Eis um belo poema de João de Almeida Santos (JAS), construído com base na semiótica da Palavra, habitada, neste território poético, por uma miríade de personificações e animismos, alinhados, em mise-en-abîme, de forma metafórica, hiperbólica e oxímora. É, pois, o lexema palavra – conjugada sempre no plural – que comanda, semanticamente, toda a tessitura poética, do início ao fim do texto. Descodifiquemos esta construção, por si só, produtora de sentidos: “E as palavras/Endoidaram”; “PALAVRAS/EM CORRERIA”; “Com palavras/Desenhadas”; “Fogem todas/As palavras”. A estes levantamentos lexicais acresce a alusão, implícita, ao lexema palavras, usado de forma elíptica e subentendida: “SÓ JÁ AS VIA/AO LONGE, ESGUEIRARAM/RUA FORA,; UMAS/ESVOAÇAVAM; Outras/Aninhadas; FUGIRAM/Numa revolta”. Apesar desta isotopia, as palavras – confessa o sujeito poético – “fogem/Pra longe”; “Correm, correm, Assustadas”, de tal modo que o poeta termina, paradoxalmente, este seu poema com os versos: “Estou sem palavras,/Amor,/Estou muito triste,/Agora!”. O deíctico “agora”, enfaticamente acompanhado de um ponto de exclamação, transpõe para o poema uma presentificação da dor e duma ausência muda que faz sofrer o sujeito poético. É nesta intersecção que refulge o sentido da poesia como experiência emocionada do mundo interior. Parafraseando Gonçalo M. Tavares (2017), direi “que os versos mais fortes que lemos muitas vezes funcionam como bússola, mapa que orienta” e que “ler poesia, como toda a boa leitura, é uma forma de deslocação. Nos olhos, desde há muito se sabe, é que estão localizados as maiores das viagens”. As viagens que JAS nos proporciona, com os seus poemas, são viagens que evocam a saudade, a solidão, o turbilhão emocional, a introspecção sofrida…
Referência
Gonçalo M. Tavares (2017). SPA. Mensagem para o Dia Mundial da Poesia 2017 (21 de Março)

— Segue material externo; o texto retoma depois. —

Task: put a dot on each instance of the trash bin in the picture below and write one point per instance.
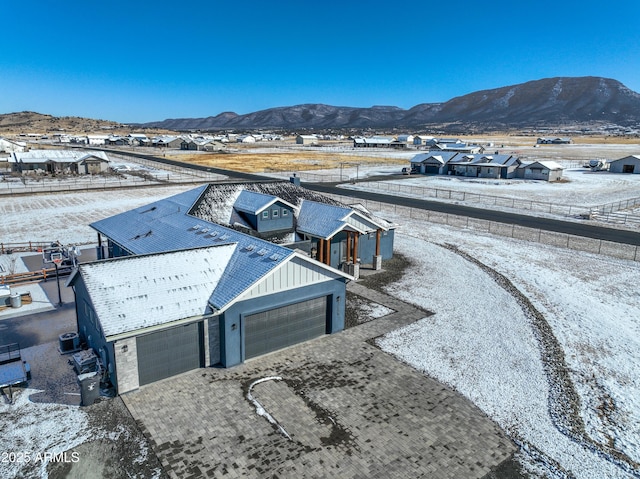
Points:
(16, 300)
(89, 388)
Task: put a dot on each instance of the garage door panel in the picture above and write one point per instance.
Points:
(169, 352)
(281, 327)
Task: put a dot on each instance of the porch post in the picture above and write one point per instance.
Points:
(328, 252)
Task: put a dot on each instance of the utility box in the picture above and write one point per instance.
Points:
(89, 388)
(85, 361)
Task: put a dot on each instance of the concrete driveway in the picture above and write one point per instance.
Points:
(333, 407)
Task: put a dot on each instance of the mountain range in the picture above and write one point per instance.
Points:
(538, 103)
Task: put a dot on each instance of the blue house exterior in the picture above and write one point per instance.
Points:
(179, 292)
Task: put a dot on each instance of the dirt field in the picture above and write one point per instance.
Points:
(277, 160)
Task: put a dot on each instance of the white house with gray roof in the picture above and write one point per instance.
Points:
(179, 292)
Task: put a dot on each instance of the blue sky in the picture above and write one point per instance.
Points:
(138, 61)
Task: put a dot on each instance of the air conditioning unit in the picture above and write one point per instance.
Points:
(69, 342)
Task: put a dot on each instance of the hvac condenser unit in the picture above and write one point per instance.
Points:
(69, 342)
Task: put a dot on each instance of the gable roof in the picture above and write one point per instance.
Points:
(135, 292)
(217, 203)
(57, 156)
(168, 225)
(254, 202)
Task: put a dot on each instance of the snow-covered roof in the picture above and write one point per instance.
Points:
(219, 201)
(167, 225)
(57, 156)
(137, 292)
(441, 157)
(254, 203)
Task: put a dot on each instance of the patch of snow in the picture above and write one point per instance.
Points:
(480, 342)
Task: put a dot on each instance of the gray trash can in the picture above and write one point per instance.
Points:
(89, 388)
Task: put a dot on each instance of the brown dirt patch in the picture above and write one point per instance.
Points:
(252, 162)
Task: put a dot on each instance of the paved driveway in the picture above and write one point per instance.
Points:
(333, 407)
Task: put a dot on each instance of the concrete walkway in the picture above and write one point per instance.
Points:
(333, 407)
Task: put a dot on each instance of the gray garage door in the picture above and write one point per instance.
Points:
(281, 327)
(169, 352)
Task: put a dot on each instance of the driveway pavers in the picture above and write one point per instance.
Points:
(341, 408)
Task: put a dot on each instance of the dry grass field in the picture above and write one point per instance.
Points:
(277, 160)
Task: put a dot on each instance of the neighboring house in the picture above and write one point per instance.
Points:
(60, 161)
(554, 141)
(96, 139)
(405, 139)
(306, 140)
(188, 292)
(628, 164)
(246, 139)
(422, 140)
(374, 142)
(337, 234)
(484, 166)
(432, 162)
(11, 146)
(541, 170)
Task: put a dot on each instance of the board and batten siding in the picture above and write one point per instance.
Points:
(293, 274)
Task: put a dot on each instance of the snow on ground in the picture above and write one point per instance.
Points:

Mise-en-abîme, sim, que cada vez gosto mais, como se me tivesse mudado para dentro da poesia para me sentir melhor, para ter o que não tenho, experimentar o que sinto, dizer o que calo, comunicar o que não posso, experimentar um diálogo com o silêncio reiterado, quase sob a forma de um inocente protesto, olhar nos olhos sem ver, fingir que sinto o que deveras me dói… Sinto-me irresponsável a viver dentro de um poema ou, melhor, só responsável pelo valor estético do que faço, do que digo e do que sinto. Sim, as viagens são para a terra da saudade, da solidão, para a terra onde me sinto renascer das cinzas de um fogo que nunca acaba. Para dentro de mim, que já estive fora tempo demais. As palavras são minhas amigas e dão-me mais do que algum dia eu já dei a alguém. Por isso, também gosto de brincar com elas, de correr atrás delas, até com riscos e com cores para ver se as enlaço. Mais uma vez o meu obrigado pelo seu sofisticado comentário, querida professora Maria Neves. Um abraço e votos de boas férias.